• Home
  • About
  •  

    Design success!!!

    October 21st, 2015

    We did it!

    22185762908_c0d9fc0623_z

    Ok, so NO designs came home, but we ended up drawing and talking through a couple of proposals after dinner. I present you with….

    Design #1: Handles in vertical orientation and the rope over. Dismissed because the rope would get in the way of the ball.

    Untitled

    Design #2: Handles in horizontal position and ropes to the sides. Dismissed because the ropes would only keep it stable left/right vs. front/back. Left/right movement wasn’t a problem: Back/front was.

    Untitled

    Design #3: Handles in the horizontal position, and ropes to the front, and back. This one looks extra messy because we already had some revs to delete from before.

    Untitled

    And the final result is….

    G opted to build design #3 first. I feel like I lost on a teaching moment with the other 2 not doing what he wanted.

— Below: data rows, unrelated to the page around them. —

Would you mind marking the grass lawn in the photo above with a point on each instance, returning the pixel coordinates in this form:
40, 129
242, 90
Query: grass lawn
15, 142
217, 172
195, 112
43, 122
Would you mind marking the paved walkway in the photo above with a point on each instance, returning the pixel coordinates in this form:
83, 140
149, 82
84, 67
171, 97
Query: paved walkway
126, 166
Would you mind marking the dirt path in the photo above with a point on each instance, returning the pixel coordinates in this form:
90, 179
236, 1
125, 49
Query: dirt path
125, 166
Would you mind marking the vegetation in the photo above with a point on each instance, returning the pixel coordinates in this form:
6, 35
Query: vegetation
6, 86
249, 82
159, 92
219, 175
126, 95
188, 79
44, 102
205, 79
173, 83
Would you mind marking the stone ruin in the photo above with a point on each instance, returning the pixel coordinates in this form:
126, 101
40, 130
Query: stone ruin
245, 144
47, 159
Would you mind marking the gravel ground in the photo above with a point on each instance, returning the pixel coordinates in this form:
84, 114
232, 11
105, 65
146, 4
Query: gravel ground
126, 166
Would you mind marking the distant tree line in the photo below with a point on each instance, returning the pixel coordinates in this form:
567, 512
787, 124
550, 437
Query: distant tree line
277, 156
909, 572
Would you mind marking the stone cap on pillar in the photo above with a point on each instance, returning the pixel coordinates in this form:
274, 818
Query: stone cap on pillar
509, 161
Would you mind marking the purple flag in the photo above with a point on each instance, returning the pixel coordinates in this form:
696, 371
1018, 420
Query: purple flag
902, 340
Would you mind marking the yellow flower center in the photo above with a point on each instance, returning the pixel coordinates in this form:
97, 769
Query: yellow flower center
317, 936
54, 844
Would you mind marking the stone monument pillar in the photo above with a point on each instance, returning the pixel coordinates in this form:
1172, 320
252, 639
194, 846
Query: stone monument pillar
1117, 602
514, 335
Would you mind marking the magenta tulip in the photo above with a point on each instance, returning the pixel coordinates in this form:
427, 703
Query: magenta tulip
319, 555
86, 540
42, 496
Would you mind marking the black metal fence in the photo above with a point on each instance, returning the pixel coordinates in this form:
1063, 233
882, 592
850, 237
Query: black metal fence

    But now he’s a happy clam.

    S and he are enjoying practicing his baseball pitching styles. I can see why he wanted to do this now: kid’s a jock. As long as he stays a brainy jock…


    The design challenge

    October 21st, 2015

    At home, we have two big-arse life-preserver-like things that the kids got for some sumo-wrestling-type games. You might have seen this fun video of them.
    Luckily for us no injuries have happened yet… in big part because they tend not to battle in that manner much.
    Instead G has created a game for himself, where he stands one donut up inside the cavity of the other, and then tries to throw a ball inside the standing circle. His contraption looks something like this:

    G's game

    Yes, this is where my formal art-instructed family can make fun of my terrible perspective. But you get the point, ya?

    G’s main issue is that the donut standing up keeps falling when the ball hits it… or when it goes through. Today he threw a fit over it. Or more specifically threw a fit because his attempt to tie the two donuts together (through the handles) wasn’t working.

    I challenged him! I told him that strings/rope would probably work. I told him to look at suspension bridges as inspiration for how, and I gave him homework to do during after-school in creating a design proposal of how that could look. I, honestly, can’t wait to see what he comes up with!

    And if he doesn’t come up with anything, we’ll do a design together. Then we’ll build it.
    Enter in nerdy project giddiness.